CompactSegments errors after upgrade to 24.0
Reported in Slack here: https://apachedruidworkspace.slack.com/archives/C0309C9L90D/p1663633728125109. Logs reproduced below.
I think what is happening here is that the changes in #12404 make the task type from the Overlord tasks API return null until the metadata store update finishes in the background. (See SQLMetadataStorageActionHandler#populateTaskTypeAndGroupId.) It happens automatically when the Overlord starts up and logs messages like:
Populate fields task and group_id of task entry table [%s] from payload
And:
Task migration for table [druid_tasks] successful
During this time, the Coordinator is unable to properly filter out non-compaction tasks from the task list. It tries to deserialize non-compaction tasks as ClientTaskQuery, which it can't do. (That class only supports a subset of task types.)
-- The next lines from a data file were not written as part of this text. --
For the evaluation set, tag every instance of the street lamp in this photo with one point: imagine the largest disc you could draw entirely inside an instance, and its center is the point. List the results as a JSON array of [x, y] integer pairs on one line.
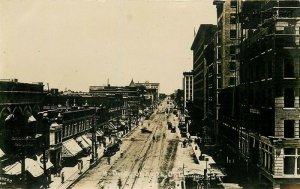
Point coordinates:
[[130, 117], [94, 144]]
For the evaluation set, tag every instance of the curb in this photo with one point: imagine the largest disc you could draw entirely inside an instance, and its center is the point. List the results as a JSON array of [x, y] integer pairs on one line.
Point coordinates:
[[91, 166]]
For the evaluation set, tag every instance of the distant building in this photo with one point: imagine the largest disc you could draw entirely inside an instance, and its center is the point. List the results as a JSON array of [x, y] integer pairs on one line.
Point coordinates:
[[188, 86], [203, 37], [152, 90], [23, 132]]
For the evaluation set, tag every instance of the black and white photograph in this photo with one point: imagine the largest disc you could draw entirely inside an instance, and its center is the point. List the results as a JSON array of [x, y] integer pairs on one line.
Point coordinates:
[[150, 94]]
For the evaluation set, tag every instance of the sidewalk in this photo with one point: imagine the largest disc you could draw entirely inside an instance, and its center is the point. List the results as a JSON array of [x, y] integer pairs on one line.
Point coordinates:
[[72, 173]]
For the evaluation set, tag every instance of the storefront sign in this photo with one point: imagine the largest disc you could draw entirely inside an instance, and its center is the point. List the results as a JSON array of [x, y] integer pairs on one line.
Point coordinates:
[[4, 181]]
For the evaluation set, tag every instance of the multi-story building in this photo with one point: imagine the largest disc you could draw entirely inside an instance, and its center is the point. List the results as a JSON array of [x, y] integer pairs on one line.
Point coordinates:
[[203, 37], [187, 87], [152, 90], [23, 133], [269, 89]]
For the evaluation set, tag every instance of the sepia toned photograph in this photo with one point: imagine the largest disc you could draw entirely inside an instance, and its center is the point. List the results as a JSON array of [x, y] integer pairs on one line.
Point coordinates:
[[150, 94]]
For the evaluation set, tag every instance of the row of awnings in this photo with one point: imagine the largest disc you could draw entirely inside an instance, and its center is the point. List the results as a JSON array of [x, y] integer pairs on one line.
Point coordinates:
[[110, 126], [71, 148], [34, 167]]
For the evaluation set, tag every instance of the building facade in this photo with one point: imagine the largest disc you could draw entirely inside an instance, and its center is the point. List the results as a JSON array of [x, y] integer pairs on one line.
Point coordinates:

I believe this situation would resolve on its own once the metadata store update is complete.
Logs:
2022-09-19T23:08:35,342 ERROR [Coordinator-Exec--0] org.apache.druid.server.coordinator.DruidCoordinator - Caught exception, ignoring so that schedule keeps going.: {class=org.apache.druid.server.coordinator.DruidCoordinator, exceptionType=class java.lang.RuntimeException, exceptionMessage=com.fasterxml.jackson.databind.exc.InvalidTypeIdException: Please make sure to load all the necessary extensions and jars with type 'index_kafka' on 'druid/coordinator' service. Could not resolve type id 'index_kafka' as a subtype of `org.apache.druid.client.indexing.ClientTaskQuery` known type ids = [compact, kill] (for POJO property 'payload')
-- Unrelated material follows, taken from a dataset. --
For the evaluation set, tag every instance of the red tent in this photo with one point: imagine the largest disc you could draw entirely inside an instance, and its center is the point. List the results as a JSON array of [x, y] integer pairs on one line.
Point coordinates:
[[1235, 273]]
at [Source: (String)"{"task":"index_kafka_druid_v2_30a330c471e9073_afjlnglj","payload":{"type":"index_kafka","id":"index_kafka_druid_v2_30a330c471e9073_afjlnglj","resource":{"availabilityGroup":"index_kafka_druid_v2_30a330c471e9073","requiredCapacity":1},"dataSchema":{"dataSource":"druid_v2","timestampSpec":{"column":"timestamp","format":"millis","missingValue":null},"dimensionsSpec":{"dimensions":[{"type":"string","name":"companyID","multiValueHandling":"SORTED_ARRAY","createBitmapIndex":true},{"type":"string","nam"[truncated 5767 chars]; line: 1, column: 75] (through reference chain: org.apache.druid.client.indexing.TaskPayloadResponse["payload"])}
java.lang.RuntimeException: com.fasterxml.jackson.databind.exc.InvalidTypeIdException: Please make sure to load all the necessary extensions and jars with type 'index_kafka' on 'druid/coordinator' service. Could not resolve type id 'index_kafka' as a subtype of `org.apache.druid.client.indexing.ClientTaskQuery` known type ids = [compact, kill] (for POJO property 'payload')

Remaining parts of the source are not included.